Reagan’s success in making inroads with white working-class voters in the booming suburbs of Southern California was a template for the “law and order” and “silent majority” rhetoric that fuelled Nixon’s presidential victory in 1968. Reagan mounted an unsuccessful bid for the Republican nomination in 1968, in which he crisscrossed the South and white enclaves across the country thrilling conservative audiences with his scorching attacks on lawless civil rights agitators and his tough talk of law and order.
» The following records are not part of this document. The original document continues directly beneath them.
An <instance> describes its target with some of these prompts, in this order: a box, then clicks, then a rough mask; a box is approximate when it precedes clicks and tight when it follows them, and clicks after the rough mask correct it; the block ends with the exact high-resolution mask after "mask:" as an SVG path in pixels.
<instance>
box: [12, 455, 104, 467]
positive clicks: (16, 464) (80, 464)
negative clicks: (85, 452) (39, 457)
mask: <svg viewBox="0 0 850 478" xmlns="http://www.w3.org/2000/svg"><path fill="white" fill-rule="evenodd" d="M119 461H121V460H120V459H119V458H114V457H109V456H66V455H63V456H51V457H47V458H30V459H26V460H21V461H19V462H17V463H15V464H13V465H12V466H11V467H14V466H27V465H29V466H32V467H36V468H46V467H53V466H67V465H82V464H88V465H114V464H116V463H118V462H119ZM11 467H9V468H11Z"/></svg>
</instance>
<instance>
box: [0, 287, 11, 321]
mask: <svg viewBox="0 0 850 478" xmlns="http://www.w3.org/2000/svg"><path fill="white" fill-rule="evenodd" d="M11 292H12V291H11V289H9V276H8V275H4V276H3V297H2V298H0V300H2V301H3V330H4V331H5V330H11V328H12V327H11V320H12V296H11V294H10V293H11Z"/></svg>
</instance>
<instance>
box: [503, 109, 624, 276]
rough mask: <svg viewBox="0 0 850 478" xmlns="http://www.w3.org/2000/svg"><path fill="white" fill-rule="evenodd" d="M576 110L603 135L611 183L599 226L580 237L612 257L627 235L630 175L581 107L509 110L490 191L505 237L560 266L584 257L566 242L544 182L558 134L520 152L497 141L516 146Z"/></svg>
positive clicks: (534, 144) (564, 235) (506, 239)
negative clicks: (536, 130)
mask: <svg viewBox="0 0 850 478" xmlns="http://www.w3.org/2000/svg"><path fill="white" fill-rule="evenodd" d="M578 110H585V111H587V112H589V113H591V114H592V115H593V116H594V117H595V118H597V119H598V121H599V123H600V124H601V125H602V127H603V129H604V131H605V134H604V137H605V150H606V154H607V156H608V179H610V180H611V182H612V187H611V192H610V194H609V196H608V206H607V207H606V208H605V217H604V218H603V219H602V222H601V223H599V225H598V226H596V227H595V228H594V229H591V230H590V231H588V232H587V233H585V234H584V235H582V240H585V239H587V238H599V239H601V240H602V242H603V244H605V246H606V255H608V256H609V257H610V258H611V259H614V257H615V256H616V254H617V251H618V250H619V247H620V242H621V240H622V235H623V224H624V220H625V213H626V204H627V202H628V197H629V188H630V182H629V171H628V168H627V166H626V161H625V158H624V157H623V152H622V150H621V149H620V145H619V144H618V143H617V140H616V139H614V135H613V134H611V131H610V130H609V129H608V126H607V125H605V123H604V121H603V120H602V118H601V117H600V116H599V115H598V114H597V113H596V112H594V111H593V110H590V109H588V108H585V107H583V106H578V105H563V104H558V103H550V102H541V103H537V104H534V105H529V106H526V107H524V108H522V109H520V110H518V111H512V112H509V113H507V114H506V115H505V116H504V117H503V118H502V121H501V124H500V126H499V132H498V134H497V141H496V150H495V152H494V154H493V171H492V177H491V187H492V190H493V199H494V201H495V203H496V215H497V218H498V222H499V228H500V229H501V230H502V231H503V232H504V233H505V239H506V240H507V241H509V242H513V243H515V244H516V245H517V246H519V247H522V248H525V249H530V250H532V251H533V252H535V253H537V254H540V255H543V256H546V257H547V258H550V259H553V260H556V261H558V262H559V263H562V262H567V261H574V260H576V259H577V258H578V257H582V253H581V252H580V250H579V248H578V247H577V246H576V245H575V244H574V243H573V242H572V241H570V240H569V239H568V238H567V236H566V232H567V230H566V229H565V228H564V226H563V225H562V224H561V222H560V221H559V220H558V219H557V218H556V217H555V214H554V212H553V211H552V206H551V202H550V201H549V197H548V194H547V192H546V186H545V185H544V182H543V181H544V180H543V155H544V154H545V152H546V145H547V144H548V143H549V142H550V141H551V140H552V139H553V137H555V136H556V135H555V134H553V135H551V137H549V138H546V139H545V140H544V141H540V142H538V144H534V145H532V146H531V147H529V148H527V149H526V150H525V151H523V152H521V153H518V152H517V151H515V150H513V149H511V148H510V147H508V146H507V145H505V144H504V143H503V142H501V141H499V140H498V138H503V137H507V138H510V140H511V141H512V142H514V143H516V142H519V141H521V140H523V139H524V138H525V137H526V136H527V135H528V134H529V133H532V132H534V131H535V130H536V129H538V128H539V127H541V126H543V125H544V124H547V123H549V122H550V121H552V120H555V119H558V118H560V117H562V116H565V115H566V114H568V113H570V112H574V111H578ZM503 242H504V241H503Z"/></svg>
Just hours after Martin Luther King Jr.’s assassination, Reagan called King’s assassination “a great tragedy that began when we began compromising with law and order and people started choosing which laws they’d break.”
In 1976, Reagan, in challenging Gerald Ford for the Republican presidential nomination, popularized the racist trope of a “welfare queen,” repeating at virtually every campaign stop, before white audiences, the fictitious story of a Black welfare cheat, subsidized by hardworking white taxpayers.
Overall, Reagan’s two-term presidency marked a new nadir in race relations. His administration tried to dilute the Voting Rights Act, vitiated the bipartisan US Commission on Civil Rights and vowed to abolish affirmative action, arguing that white men were the only victims — of reverse discrimination. Reagan’s attitudes on civil rights were reflected in his refusal to impose sanctions on the apartheid government of South Africa; he vetoed a 1986 bill imposing sanctions, which Congress overrode. Nobel Peace Prize winner Archbishop Desmond Tutu was so incensed that he declared Reagan “a racist, pure and simple.”
Most egregiously, Reagan was instrumental in ratcheting up the “war on drugs,” which has led to the mass incarceration of Black and poor people of colour and the destruction of families and communities. His administration adopted a series of draconian laws that resulted in the imprisonment rate of African Americans on drug charges is almost six times that of whites, even though whites use illicit drugs at a similar rate.
While Reagan eschewed the overt racism of Trump, his racial politics paved the way for Trump. In fact, Reagan’s brand of racism was perhaps more sinister than Trump’s because he did it with a genial smile. In reckoning with Trump, we need to reckon with Reagan’s legacy. And that began with his appeal to white voters in Southern California.